Using OTel with monitoring tools has several benefits, including standardization, flexibility, efficiency, and scalability.

How Mezmo and OpenTelemetry deliver value & impact

Mezmo (formerly LogDNA) leverages OpenTelemetry to enhance its observability platform. By integrating OpenTelemetry collectors and exporters, Mezmo enables users to ingest logs, metrics, and traces from across their infrastructure with minimal setup. This unified view of telemetry data empowers DevOps and SRE teams to diagnose issues faster, optimize performance, and ensure reliability.

OpenTelemetry collects and standardizes observability data when used together, while Mezmo ingestion, enrichment, and routes that data to optimize performance, cost, and insights.

Together, that leads to:

  • An end-to-end observability pipeline: From source to destination with flexibility and control.
  • Better incident response: Faster troubleshooting using structured and enriched logs and traces.
  • Optimized telemetry costs: Collect broadly, route selectively, and store strategically.
  • Enhanced developer workflows: Faster debugging and visibility without reinventing tooling.

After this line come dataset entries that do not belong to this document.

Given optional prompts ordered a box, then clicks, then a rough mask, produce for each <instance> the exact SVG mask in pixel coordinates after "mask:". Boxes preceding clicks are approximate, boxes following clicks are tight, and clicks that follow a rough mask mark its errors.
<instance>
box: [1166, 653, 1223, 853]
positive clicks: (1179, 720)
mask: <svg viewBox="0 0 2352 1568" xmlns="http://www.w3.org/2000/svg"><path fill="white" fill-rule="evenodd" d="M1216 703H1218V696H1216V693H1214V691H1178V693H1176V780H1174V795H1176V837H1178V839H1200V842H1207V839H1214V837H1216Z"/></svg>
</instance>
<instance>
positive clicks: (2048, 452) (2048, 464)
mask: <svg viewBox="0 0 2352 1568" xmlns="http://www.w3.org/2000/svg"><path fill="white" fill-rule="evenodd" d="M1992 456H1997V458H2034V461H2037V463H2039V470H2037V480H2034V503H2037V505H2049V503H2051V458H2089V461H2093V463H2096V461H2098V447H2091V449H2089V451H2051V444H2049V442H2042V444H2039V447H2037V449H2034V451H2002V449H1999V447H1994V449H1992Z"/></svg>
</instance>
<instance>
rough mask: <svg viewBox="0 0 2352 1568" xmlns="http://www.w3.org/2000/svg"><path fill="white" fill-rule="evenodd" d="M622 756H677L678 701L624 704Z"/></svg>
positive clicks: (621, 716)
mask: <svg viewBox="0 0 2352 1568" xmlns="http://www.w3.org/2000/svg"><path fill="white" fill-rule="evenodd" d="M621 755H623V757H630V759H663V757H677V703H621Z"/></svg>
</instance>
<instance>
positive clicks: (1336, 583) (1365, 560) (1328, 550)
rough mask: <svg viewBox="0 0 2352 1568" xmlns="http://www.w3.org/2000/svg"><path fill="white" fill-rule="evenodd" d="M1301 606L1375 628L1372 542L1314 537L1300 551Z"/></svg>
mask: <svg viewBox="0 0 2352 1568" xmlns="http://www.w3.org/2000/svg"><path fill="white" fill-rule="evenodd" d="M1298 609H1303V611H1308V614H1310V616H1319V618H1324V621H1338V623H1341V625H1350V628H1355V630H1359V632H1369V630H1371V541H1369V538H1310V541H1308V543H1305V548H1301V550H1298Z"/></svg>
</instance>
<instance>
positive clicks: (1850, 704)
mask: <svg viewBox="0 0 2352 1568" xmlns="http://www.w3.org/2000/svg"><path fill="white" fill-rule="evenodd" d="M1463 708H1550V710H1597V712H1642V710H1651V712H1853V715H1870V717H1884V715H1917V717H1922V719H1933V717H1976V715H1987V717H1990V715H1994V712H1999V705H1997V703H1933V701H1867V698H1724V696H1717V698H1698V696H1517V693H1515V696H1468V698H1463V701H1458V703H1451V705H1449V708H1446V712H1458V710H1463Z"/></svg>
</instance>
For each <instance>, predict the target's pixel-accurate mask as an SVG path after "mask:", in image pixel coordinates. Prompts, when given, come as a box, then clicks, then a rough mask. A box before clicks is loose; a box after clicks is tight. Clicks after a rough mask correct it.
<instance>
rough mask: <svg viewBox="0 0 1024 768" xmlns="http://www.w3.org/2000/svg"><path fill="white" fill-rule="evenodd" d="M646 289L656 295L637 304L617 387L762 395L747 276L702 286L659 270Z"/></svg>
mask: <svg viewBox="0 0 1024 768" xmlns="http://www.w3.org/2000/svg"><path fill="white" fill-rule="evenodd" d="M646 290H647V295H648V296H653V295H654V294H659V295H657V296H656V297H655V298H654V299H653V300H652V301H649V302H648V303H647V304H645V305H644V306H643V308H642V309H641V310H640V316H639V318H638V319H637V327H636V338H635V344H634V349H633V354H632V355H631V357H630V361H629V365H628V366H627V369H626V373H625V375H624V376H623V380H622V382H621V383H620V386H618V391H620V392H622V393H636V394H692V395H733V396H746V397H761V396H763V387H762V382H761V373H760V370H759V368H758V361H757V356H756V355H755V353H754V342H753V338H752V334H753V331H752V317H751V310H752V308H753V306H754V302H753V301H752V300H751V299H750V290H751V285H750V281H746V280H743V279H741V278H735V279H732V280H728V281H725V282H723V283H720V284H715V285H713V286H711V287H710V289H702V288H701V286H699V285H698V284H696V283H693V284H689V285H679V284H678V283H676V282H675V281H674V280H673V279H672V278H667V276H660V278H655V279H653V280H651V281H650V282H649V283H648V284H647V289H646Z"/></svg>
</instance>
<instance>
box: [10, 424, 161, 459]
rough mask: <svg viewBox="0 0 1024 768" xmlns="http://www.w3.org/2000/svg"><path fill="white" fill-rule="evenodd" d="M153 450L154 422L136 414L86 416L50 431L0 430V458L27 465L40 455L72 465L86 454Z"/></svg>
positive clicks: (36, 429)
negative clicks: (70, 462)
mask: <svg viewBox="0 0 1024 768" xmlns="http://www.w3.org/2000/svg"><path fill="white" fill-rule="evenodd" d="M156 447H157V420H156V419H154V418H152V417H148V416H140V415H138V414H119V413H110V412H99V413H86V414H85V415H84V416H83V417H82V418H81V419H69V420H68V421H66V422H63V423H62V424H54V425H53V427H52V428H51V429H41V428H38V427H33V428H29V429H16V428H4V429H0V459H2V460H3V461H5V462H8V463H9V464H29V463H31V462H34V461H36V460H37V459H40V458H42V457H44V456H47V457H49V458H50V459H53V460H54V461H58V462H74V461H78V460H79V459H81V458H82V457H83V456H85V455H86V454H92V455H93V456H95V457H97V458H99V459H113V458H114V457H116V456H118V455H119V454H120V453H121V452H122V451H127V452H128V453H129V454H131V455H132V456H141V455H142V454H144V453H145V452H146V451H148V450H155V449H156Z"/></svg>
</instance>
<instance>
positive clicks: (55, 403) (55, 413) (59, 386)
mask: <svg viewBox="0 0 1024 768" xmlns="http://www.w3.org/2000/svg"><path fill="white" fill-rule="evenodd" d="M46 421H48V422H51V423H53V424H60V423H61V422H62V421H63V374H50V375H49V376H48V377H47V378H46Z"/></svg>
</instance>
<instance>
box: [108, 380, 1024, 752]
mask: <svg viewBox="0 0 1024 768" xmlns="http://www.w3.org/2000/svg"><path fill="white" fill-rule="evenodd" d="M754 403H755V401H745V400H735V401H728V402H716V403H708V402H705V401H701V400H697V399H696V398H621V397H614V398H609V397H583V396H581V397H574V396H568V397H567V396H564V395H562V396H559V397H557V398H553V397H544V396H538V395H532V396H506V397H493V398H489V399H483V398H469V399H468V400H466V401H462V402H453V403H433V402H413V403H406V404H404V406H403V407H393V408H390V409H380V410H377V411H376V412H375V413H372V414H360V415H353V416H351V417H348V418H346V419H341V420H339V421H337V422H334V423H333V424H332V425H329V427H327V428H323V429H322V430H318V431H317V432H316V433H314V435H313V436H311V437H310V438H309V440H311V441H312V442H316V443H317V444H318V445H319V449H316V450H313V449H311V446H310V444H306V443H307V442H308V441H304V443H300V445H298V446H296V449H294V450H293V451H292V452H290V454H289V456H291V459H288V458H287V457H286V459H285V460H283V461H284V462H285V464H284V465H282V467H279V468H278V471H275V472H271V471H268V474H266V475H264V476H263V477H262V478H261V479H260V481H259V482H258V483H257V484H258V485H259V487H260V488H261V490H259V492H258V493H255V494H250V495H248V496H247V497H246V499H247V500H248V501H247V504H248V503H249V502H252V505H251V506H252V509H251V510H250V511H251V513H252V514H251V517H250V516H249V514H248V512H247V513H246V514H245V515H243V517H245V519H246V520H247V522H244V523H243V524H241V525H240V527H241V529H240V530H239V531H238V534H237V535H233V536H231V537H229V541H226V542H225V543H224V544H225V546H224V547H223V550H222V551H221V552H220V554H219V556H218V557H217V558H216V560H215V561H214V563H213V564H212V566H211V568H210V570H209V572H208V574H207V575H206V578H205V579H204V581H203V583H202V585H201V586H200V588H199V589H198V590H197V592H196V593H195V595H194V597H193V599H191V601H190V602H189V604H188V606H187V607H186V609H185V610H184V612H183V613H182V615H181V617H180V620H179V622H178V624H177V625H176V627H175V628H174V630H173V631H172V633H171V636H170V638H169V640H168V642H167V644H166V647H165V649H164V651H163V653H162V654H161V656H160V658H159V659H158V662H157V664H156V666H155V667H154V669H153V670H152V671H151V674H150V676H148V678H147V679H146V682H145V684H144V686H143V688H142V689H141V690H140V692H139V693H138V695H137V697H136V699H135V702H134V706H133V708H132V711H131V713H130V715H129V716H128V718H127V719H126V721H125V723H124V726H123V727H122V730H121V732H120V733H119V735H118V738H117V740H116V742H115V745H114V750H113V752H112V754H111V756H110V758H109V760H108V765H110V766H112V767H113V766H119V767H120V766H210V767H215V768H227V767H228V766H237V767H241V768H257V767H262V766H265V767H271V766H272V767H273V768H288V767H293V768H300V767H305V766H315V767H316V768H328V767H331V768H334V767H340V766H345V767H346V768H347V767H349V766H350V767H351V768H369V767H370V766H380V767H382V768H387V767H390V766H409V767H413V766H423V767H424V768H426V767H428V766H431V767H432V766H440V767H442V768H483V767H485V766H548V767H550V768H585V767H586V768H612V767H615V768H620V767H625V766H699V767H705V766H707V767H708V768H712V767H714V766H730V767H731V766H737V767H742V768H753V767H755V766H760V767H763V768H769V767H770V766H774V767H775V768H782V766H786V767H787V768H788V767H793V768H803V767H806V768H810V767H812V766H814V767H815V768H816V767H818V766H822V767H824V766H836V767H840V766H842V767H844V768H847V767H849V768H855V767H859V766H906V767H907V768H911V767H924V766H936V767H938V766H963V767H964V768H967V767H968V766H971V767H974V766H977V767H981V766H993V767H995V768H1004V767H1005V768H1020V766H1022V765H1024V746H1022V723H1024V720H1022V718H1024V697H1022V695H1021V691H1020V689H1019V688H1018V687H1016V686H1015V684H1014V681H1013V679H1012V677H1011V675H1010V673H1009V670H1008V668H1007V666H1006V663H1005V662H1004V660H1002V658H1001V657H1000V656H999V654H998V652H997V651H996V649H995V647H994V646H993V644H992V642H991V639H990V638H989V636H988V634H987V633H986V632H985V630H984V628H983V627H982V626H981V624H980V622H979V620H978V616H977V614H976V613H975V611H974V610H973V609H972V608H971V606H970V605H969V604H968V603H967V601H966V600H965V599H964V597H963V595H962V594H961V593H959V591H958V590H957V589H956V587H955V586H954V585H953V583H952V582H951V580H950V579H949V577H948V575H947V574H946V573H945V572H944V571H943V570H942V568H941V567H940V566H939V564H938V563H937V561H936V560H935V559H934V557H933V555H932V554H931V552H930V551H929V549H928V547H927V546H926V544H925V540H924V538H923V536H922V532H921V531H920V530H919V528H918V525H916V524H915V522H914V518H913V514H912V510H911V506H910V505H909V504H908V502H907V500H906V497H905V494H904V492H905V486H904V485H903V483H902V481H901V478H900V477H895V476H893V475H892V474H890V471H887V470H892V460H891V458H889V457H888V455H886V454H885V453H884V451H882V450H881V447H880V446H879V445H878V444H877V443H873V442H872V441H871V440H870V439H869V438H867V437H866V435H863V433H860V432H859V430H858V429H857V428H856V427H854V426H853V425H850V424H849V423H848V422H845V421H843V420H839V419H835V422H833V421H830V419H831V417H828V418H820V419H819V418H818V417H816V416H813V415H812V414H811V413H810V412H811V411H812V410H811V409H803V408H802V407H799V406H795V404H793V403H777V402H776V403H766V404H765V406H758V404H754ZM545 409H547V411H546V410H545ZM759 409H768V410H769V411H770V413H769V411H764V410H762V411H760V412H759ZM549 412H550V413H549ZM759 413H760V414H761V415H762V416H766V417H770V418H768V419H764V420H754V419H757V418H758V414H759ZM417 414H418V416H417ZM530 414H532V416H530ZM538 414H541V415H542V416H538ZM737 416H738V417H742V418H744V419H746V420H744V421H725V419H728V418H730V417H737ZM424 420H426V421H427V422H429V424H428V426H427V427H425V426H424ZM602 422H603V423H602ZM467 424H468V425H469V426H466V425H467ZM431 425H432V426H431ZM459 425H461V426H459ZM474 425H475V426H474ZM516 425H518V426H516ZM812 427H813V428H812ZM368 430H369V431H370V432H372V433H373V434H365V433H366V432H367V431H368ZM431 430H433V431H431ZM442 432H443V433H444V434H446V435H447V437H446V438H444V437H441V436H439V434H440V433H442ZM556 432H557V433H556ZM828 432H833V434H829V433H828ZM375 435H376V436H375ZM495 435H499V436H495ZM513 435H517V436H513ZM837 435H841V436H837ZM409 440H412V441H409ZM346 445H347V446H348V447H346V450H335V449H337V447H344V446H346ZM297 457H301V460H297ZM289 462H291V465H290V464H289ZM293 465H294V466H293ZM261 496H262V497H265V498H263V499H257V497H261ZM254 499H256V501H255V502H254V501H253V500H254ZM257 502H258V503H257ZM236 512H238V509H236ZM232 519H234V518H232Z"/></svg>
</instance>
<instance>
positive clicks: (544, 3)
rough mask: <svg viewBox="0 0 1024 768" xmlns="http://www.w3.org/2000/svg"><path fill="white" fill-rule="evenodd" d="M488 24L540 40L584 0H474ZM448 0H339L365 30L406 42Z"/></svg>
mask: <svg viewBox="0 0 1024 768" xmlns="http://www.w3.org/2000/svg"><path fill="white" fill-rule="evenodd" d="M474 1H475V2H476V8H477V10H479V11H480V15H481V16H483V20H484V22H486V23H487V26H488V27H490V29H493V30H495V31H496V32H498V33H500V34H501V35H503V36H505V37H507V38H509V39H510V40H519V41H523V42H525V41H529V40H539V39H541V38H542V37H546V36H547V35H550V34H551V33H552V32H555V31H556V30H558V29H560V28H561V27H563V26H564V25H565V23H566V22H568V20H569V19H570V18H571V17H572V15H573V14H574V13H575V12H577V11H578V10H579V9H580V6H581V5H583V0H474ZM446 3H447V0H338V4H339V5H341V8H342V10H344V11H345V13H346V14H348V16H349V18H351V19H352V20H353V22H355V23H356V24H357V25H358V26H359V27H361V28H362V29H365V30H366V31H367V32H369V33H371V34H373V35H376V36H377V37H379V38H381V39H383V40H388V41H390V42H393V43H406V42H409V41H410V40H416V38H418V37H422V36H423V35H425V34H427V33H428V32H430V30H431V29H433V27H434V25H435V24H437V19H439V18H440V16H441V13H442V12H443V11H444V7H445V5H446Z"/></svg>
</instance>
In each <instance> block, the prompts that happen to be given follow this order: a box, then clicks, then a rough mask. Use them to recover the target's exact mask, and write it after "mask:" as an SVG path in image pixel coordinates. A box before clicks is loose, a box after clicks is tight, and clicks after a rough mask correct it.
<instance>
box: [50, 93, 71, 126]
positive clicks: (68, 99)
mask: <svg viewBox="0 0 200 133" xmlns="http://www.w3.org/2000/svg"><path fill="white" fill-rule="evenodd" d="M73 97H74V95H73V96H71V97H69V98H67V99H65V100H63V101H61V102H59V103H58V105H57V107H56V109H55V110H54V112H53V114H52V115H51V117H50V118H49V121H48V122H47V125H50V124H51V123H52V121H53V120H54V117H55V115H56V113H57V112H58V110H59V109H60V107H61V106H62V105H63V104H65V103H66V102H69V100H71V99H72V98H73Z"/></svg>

Telemetry data in action: Three case studies

Employment Hero: Scaling Microservices with Unified Logging

Employment Hero transitioned to a microservices architecture and faced challenges in managing logs across diverse services. By implementing Mezmo, they achieved unified log management, language-agnostic aggregation, and real-time visibility. This approach enabled Employment Hero to efficiently manage their microservices and improve system observability.

Better Mortgage: Accelerating Kubernetes Troubleshooting

Better Mortgage integrated Mezmo to enhance their Kubernetes observability, resulting in faster incident response and enhanced log analysis. This integration streamlined their DevOps processes and reduced downtime.

Sysdig: Achieving 80% Improvement in Log Data Access

Sysdig partnered with Mezmo to optimize their log management and realized an 80% improvement in the time it takes to access and use log data, as well as enhanced troubleshooting. This collaboration enhanced Sysdig's operational efficiency and service reliability.